Without speaking, Betsy closed the door, took her reading glasses from the pocket of her piny, perched them on her nose, and stared at the hand writing she knew so well. 

The letter was dated … January 29th 1836

Dearest Elizabeth – She frowned that was odd. He never called her by her given name!

I have once more been asked for you and our children to join me here in Van Dieman’s Land. As I have told to you in earlier letters, nothing could give me so much satisfaction as to join with you, my wife and children.  Until now I have said that should not be while I am a prisoner.  Now, I should very much like you here with me. Let me explain.

Two days past, his Excellency, the governor, came out to the farm where I am living. Walking with me into the field, he asked me if I had any objection that government should send over my wife and family to me, as they had offered to do it free of expense.

I told him I should be sorry to send for my wife and children to come into misery — he asked me what I meant.

I replied “Why, Sir, I have seen nothing but misery above seventeen months since I came in to this country.” The food and clothing allowed to government men only renders them miserable. It is no better than slavery.”

“There are no slaves under the British dominions; you are only prisoners.” His Excellency replied.  “You may call it by what name you please, Sir I call it slavery, and that of the worst description.”

“But George, do you not think that you could do very well together here?”

“Sir, I should be a monster to send for my wife to come over here, and see no way of supporting her; what could I do with my wife while I am a prisoner?” I responded.

“I have no doubt but you will have your liberty as soon as your wife arrives.  I would gladly give you indulgence myself, but that I dare not, in consequence of an act of parliament passed that no seven years’ man is to obtain a ticket of leave till he has been four years in the colony. Government has sent out to know how you have conducted yourself since you have been here, and I have sent home an excellent character of you to them.  Tell me, how would you support your wife and family in England ?” 

“By my labour, Sir.” 

“Then George, why cannot you support them by your labour here?”

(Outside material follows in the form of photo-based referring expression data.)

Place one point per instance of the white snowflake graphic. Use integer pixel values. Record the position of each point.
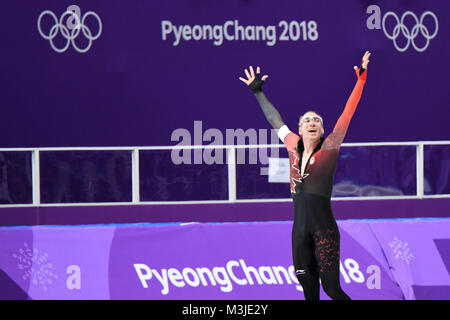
(35, 266)
(401, 250)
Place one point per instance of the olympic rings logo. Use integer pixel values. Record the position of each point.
(74, 32)
(410, 35)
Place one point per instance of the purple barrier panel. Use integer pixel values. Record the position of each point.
(375, 171)
(416, 251)
(230, 261)
(437, 169)
(85, 176)
(16, 261)
(57, 262)
(163, 180)
(15, 177)
(224, 212)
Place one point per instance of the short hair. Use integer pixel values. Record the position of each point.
(299, 119)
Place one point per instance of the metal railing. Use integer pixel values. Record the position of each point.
(231, 163)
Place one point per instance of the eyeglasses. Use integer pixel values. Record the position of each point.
(315, 119)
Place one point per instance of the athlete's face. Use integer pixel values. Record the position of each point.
(311, 126)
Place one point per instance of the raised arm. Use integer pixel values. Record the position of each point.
(255, 82)
(336, 137)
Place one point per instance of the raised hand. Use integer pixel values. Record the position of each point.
(364, 63)
(254, 81)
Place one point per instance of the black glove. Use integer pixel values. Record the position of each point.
(256, 85)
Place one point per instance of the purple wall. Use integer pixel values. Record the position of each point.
(275, 211)
(134, 88)
(390, 260)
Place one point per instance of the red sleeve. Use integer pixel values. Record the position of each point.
(335, 138)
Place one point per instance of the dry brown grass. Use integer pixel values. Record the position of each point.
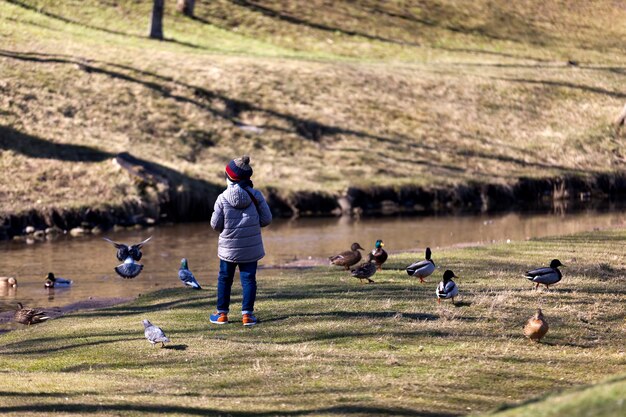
(436, 93)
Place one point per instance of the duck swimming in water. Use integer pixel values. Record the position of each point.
(546, 276)
(29, 316)
(129, 255)
(347, 258)
(422, 269)
(54, 282)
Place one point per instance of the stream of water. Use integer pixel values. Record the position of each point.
(89, 260)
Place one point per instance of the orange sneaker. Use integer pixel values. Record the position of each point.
(219, 318)
(249, 320)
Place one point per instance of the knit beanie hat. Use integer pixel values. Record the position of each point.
(239, 169)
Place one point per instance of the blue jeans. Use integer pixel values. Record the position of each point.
(247, 274)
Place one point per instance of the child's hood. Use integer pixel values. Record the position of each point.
(237, 197)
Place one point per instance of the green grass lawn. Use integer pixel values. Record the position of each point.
(323, 95)
(328, 345)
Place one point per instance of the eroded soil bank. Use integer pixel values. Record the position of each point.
(168, 197)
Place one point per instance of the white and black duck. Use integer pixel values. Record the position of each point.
(422, 269)
(154, 334)
(55, 282)
(186, 276)
(447, 289)
(365, 271)
(129, 255)
(546, 276)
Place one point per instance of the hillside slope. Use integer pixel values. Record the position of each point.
(601, 400)
(323, 95)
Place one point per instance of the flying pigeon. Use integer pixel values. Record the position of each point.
(154, 334)
(129, 255)
(186, 276)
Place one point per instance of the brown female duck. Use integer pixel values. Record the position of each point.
(347, 258)
(536, 327)
(29, 316)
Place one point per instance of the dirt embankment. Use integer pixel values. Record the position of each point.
(167, 196)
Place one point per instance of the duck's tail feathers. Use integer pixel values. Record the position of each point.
(39, 319)
(128, 270)
(193, 284)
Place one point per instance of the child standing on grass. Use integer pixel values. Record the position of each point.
(239, 213)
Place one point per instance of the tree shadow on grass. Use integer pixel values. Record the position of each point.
(319, 26)
(358, 314)
(34, 147)
(64, 19)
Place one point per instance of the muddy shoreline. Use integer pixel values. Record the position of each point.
(168, 198)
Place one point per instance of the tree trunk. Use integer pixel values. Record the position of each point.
(186, 7)
(156, 24)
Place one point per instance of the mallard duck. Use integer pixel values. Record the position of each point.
(536, 327)
(347, 258)
(186, 276)
(546, 276)
(447, 288)
(154, 334)
(379, 254)
(29, 315)
(8, 282)
(129, 255)
(365, 270)
(54, 282)
(422, 269)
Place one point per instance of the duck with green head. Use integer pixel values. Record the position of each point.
(54, 282)
(546, 276)
(347, 258)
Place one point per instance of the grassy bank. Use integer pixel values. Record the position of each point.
(323, 95)
(331, 346)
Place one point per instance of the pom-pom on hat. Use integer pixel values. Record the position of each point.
(239, 169)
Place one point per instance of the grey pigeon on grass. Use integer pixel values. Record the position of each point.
(186, 276)
(154, 334)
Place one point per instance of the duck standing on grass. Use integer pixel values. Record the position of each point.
(447, 288)
(379, 254)
(365, 270)
(154, 334)
(29, 316)
(546, 276)
(347, 258)
(186, 276)
(422, 269)
(536, 327)
(54, 282)
(129, 255)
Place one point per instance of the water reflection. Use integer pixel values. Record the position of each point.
(89, 260)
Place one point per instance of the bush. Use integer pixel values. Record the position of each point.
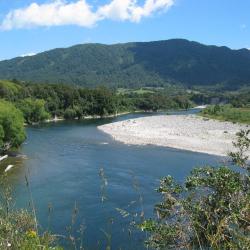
(33, 110)
(12, 132)
(210, 210)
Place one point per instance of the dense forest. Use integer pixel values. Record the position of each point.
(41, 101)
(161, 63)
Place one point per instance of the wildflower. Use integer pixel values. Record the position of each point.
(31, 234)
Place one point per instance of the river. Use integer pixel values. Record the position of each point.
(63, 166)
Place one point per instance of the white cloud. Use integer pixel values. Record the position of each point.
(243, 26)
(62, 12)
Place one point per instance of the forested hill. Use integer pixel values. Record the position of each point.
(134, 65)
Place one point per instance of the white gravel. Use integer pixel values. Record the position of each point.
(188, 132)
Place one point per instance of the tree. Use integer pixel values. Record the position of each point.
(210, 210)
(33, 110)
(12, 132)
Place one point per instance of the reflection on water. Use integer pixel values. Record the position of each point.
(63, 164)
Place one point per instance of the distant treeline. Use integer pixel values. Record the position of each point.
(38, 102)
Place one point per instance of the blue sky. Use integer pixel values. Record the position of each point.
(31, 26)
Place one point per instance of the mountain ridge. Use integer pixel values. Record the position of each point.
(134, 64)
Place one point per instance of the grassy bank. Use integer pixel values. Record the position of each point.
(227, 113)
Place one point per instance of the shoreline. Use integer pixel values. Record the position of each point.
(184, 132)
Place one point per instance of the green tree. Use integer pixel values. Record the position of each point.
(210, 210)
(12, 132)
(33, 110)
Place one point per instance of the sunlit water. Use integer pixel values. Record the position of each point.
(63, 164)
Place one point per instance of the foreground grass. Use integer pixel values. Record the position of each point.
(227, 113)
(19, 228)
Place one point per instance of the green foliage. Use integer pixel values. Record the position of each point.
(9, 90)
(210, 210)
(18, 228)
(33, 110)
(134, 65)
(12, 132)
(227, 113)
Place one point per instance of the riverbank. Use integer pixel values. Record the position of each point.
(188, 132)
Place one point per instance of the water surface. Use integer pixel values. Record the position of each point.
(63, 165)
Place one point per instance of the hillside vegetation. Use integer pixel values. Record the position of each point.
(159, 63)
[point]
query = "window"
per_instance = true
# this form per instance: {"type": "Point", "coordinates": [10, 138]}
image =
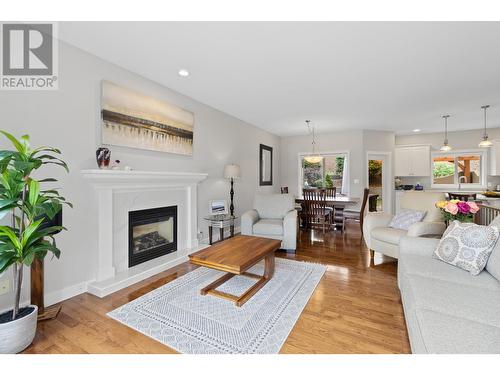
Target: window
{"type": "Point", "coordinates": [331, 171]}
{"type": "Point", "coordinates": [459, 168]}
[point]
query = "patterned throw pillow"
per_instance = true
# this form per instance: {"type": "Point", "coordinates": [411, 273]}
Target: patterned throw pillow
{"type": "Point", "coordinates": [405, 218]}
{"type": "Point", "coordinates": [467, 245]}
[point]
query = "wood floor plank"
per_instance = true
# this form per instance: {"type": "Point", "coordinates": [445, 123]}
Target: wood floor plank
{"type": "Point", "coordinates": [356, 307]}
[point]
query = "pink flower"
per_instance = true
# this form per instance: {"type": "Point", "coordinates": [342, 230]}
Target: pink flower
{"type": "Point", "coordinates": [463, 207]}
{"type": "Point", "coordinates": [473, 207]}
{"type": "Point", "coordinates": [451, 208]}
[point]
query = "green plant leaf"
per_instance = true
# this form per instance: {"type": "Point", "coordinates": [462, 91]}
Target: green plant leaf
{"type": "Point", "coordinates": [30, 232]}
{"type": "Point", "coordinates": [11, 235]}
{"type": "Point", "coordinates": [28, 259]}
{"type": "Point", "coordinates": [19, 147]}
{"type": "Point", "coordinates": [6, 262]}
{"type": "Point", "coordinates": [34, 191]}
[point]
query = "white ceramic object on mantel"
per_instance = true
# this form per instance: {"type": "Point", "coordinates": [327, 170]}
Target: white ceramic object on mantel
{"type": "Point", "coordinates": [17, 335]}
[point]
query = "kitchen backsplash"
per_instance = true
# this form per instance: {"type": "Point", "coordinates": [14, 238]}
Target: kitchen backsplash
{"type": "Point", "coordinates": [426, 181]}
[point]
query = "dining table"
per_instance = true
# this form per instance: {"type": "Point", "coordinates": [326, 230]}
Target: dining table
{"type": "Point", "coordinates": [339, 203]}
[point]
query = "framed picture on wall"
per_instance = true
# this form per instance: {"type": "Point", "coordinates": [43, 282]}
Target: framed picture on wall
{"type": "Point", "coordinates": [266, 165]}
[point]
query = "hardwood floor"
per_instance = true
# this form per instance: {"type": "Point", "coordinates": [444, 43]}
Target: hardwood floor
{"type": "Point", "coordinates": [356, 307]}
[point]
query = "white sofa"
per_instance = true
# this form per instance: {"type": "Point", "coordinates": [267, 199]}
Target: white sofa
{"type": "Point", "coordinates": [381, 238]}
{"type": "Point", "coordinates": [273, 216]}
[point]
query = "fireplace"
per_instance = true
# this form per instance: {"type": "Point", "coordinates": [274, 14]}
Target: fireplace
{"type": "Point", "coordinates": [152, 234]}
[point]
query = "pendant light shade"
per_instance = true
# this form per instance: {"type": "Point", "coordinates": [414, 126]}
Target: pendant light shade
{"type": "Point", "coordinates": [445, 147]}
{"type": "Point", "coordinates": [313, 158]}
{"type": "Point", "coordinates": [485, 142]}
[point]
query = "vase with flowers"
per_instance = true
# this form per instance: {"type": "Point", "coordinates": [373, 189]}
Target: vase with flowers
{"type": "Point", "coordinates": [458, 210]}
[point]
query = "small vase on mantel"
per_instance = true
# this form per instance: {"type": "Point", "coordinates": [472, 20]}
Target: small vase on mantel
{"type": "Point", "coordinates": [103, 156]}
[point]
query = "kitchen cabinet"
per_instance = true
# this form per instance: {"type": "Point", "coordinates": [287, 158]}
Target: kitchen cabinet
{"type": "Point", "coordinates": [495, 158]}
{"type": "Point", "coordinates": [412, 161]}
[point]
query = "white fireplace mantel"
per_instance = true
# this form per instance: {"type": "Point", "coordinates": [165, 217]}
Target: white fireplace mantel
{"type": "Point", "coordinates": [110, 184]}
{"type": "Point", "coordinates": [120, 179]}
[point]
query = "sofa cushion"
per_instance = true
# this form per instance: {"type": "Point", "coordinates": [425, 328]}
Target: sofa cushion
{"type": "Point", "coordinates": [405, 218]}
{"type": "Point", "coordinates": [493, 265]}
{"type": "Point", "coordinates": [425, 201]}
{"type": "Point", "coordinates": [426, 266]}
{"type": "Point", "coordinates": [269, 226]}
{"type": "Point", "coordinates": [273, 206]}
{"type": "Point", "coordinates": [467, 245]}
{"type": "Point", "coordinates": [444, 297]}
{"type": "Point", "coordinates": [386, 234]}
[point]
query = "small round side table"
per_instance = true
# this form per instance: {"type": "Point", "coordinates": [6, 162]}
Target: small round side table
{"type": "Point", "coordinates": [222, 222]}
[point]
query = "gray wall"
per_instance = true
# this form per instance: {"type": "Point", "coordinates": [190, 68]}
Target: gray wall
{"type": "Point", "coordinates": [69, 118]}
{"type": "Point", "coordinates": [355, 142]}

“Sir, I consider, while they are in England they are surrounded with friends; if they were here it might be otherwise.”

“Well, George, you must consider of it, and let me know, in the course of two or three days.”

That I have done, I feel, it would be churlish not to accept the goodwill of this Authority.  So my dear Elizabeth it would give me great pleasure if you and our three children would agree to join me here at the earliest opportunity.

Your devoted husband,

George

Strange – he never left a letter without addressing each of the three children and his sister.  Something was not quite right.  Betsy knew from previous correspondence the lashings that George had received from chiding the Colony Established.

She was greatly disturbed.  She whipped up her skirt and hurried three doors along to discuss it with Dianah Standsfield.  Dianah was George’s sister, and the wife and mother of two other Martyrs.  They always shared whatever news they received.

A short time later, during the walk back to her own cottage, she felt as cross as she had ever been. She blinked back the tears what were welling.  She didn’t know what to do about the news in this letter.

George had no idea of the massive protest that had swept across the country. Thousands of people had marched through London and many more organised petitions and protest meetings to demand the Martyrs freedom.  Everyone was convinced it would be so. 

{Of course, for now she could not know that George would be the first home within the year indeed.  She could not know that five of the Tolpuddle families would first move to farms Essex then start wonderful new lives for themselves in Canada.  Nor could she know that one day they would become famous as the founders of the civilised trade union movement celebrated annually in their home town of Tolpuddle}

Betsy shook her head.  No!  No! No! This won’t do … She sucked in her bottom lip.  There’s a rabbit needing a vegetable stew she had to attend to. And for now – that was that!